The Great Movies: "Written on the Wind"



Written on the Wind
Douglas Sirk, 1956

Written on the Wind is a melodrama about passion, alcohol, sex, scandal, and death in a wealthy Texas oil family, and it was apparently a wildly successful piece of mass-market entertainment on its original release. Snooty intellectual types -- you know what those effete eggheads are like -- criticized it as "pop trash," shallow, lurid, and overwrought. Ebert also says, though, that real sophisticates recognize this film as a work of rare genius:

To appreciate a film like 'Written on the Wind' probably takes more sophistication than to understand one of Ingmar Bergman's masterpieces, because Bergman's themes are visible and underlined, while with Sirk the style conceals the message.... Films like this are both above and below middle-brow taste. If you only see the surface, it's trashy soap opera. If you can see the style, the absurdity, the exaggeration and the satirical humor, it's subversive of all the 1950s dramas that handled such material solemnly.
It's well made, for sure. But really, I thought it was pretty much shallow, lurid, and overwrought. So much for my real sophistication.

The Plot: Spoiled rich playboy type reforms his life with the help of a good woman. Then his doctor tells him he has a low sperm count and he flips out, because apparently they didn't have adoption in the 1950s or something. Then there's a lot of drinkin' and fightin' and at one point a gun goes off, and everyone looks very stern and serious and well-dressed.

The Visuals: Everything seems to be filmed on big-budget soap opera sets, which I guess is part of the exquisite irony of the whole thing. We're told that the great Spanish director Alvomodar is a huge fan of Written on the Wind. In Alvomodar's films, I more or less get the high culture/low culture riffing. Here in Written, though, it just feels like somebody spent too much money on a soap opera.

The Dialog: Fairly plausible colloquial dialog, delivered by a strong cast that includes Lauren Bacall and Rock Hudson. Dorothy Malone shines as the evil rich girl; you can tell she's bad because she sleeps around and likes that bossa nova that the kids are into these days. The best scene in the movie has her joyfully boogying down in her dressing gown while her dad, plodding upstairs to tell her to turn that damn music down, drops dead of a heart attack.

Prognosis: This is by no means a terrible movie, but at the same time I have a hard time thinking whom I would recommend it to.

5 comments:

Elaine said...

MMM, now I need to watch this movie! But, M5000, I am sure it was the Samba; you can't blame anything on the Bossa Nova til the 60's.

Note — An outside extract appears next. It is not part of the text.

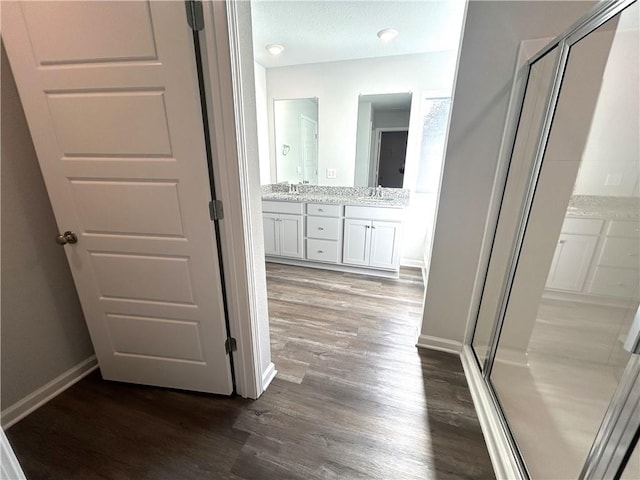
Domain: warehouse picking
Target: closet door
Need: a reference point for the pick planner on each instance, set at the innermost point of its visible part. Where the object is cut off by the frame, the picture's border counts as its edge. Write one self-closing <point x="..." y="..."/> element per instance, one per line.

BTW, loved the links for the Book Makers Guild show, sent them to our son (Cinti) and my sister (Atl)...Thanks!

Eversaved said...

Hey just a gentle spelling nudge...that Spanish director we all adore is Pedro Almodovar (accent over the second o, but I don't know how to do that on blogger), not Alvomodar.

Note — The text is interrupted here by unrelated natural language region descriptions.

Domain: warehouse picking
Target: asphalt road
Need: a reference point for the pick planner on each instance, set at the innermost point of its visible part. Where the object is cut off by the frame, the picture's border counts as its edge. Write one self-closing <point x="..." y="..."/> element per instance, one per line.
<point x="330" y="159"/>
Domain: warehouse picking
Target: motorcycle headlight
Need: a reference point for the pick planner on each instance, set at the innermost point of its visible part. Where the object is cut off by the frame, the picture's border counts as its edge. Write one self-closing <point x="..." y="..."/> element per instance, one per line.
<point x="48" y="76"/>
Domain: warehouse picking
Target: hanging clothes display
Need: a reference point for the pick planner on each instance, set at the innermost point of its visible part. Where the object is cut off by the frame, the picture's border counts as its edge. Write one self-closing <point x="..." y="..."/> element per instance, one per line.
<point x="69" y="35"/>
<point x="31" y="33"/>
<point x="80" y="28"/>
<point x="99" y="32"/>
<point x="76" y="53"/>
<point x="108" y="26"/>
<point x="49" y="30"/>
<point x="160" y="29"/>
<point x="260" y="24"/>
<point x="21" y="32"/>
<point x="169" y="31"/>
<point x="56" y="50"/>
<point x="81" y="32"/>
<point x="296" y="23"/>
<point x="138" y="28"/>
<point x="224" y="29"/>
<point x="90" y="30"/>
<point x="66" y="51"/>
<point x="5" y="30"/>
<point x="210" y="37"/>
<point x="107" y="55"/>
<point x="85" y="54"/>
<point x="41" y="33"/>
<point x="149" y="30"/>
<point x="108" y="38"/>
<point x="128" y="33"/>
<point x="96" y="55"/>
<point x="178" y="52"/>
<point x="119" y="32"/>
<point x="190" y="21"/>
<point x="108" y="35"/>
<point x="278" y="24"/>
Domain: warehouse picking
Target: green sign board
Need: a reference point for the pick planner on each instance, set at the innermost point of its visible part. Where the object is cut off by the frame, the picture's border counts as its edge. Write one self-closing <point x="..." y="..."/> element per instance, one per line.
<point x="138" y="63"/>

On the bright side: If you do a google search for "Alvomodar," your blog is the first thing that pops up!

Rebel said...

"If you only see the surface, it's trashy soap opera. If you can see the style, the absurdity, the exaggeration and the satirical humor, it's subversive of all the 1950s dramas that handled such material solemnly."

This is the kind of thing snobs say when they just want to watch trashy soap operas.

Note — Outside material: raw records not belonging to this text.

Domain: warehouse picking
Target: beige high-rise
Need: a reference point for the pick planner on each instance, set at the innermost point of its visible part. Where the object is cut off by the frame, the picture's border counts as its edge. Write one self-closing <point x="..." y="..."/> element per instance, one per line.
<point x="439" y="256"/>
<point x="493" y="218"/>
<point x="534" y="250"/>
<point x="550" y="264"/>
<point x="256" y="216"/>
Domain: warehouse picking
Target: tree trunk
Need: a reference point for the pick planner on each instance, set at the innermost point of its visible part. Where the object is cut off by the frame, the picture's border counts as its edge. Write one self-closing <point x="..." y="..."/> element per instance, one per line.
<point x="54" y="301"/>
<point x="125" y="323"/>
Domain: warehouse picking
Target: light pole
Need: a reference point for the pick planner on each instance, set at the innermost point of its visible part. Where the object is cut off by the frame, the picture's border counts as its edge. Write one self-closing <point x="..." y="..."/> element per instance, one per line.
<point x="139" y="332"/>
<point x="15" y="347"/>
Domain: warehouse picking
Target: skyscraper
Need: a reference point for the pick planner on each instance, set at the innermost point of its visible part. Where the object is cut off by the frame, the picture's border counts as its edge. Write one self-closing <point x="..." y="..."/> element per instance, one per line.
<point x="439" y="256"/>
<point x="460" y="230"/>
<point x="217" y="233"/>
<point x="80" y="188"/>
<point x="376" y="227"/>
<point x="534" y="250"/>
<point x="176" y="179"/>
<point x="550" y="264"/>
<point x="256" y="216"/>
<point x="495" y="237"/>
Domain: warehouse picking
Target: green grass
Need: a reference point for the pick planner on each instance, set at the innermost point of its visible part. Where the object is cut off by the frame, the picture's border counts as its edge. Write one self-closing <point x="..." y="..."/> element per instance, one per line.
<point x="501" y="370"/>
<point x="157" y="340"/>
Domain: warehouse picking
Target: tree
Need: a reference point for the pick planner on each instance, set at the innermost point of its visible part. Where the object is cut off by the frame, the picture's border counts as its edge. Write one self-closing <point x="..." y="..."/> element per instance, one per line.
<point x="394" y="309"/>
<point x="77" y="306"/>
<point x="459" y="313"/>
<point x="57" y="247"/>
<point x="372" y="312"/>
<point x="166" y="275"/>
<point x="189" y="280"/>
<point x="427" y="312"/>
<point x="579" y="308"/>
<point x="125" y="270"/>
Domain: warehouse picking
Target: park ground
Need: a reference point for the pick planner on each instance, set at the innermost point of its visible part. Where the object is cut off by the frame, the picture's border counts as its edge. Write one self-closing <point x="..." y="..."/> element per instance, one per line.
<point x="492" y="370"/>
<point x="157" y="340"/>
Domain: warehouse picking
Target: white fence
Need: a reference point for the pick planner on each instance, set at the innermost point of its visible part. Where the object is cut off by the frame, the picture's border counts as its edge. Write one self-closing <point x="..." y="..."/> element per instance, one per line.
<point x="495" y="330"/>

It's like reading Cosmo "with purely a detached sociological interest in the uni-dimensional portrayal of women in the print media."

Michael5000 said...

@Elaine: I have never been able to keep my mid-century Latin dance crazes straight. It does seem like it would be fun to blame something on the bossa nova, though.

@Eversaved: I can't for the life of me keep that name straight.

@Reb: Niiiice Cosmo quote.

andrea said...

Me! I like this! I prefer All That Heaven Allows, though.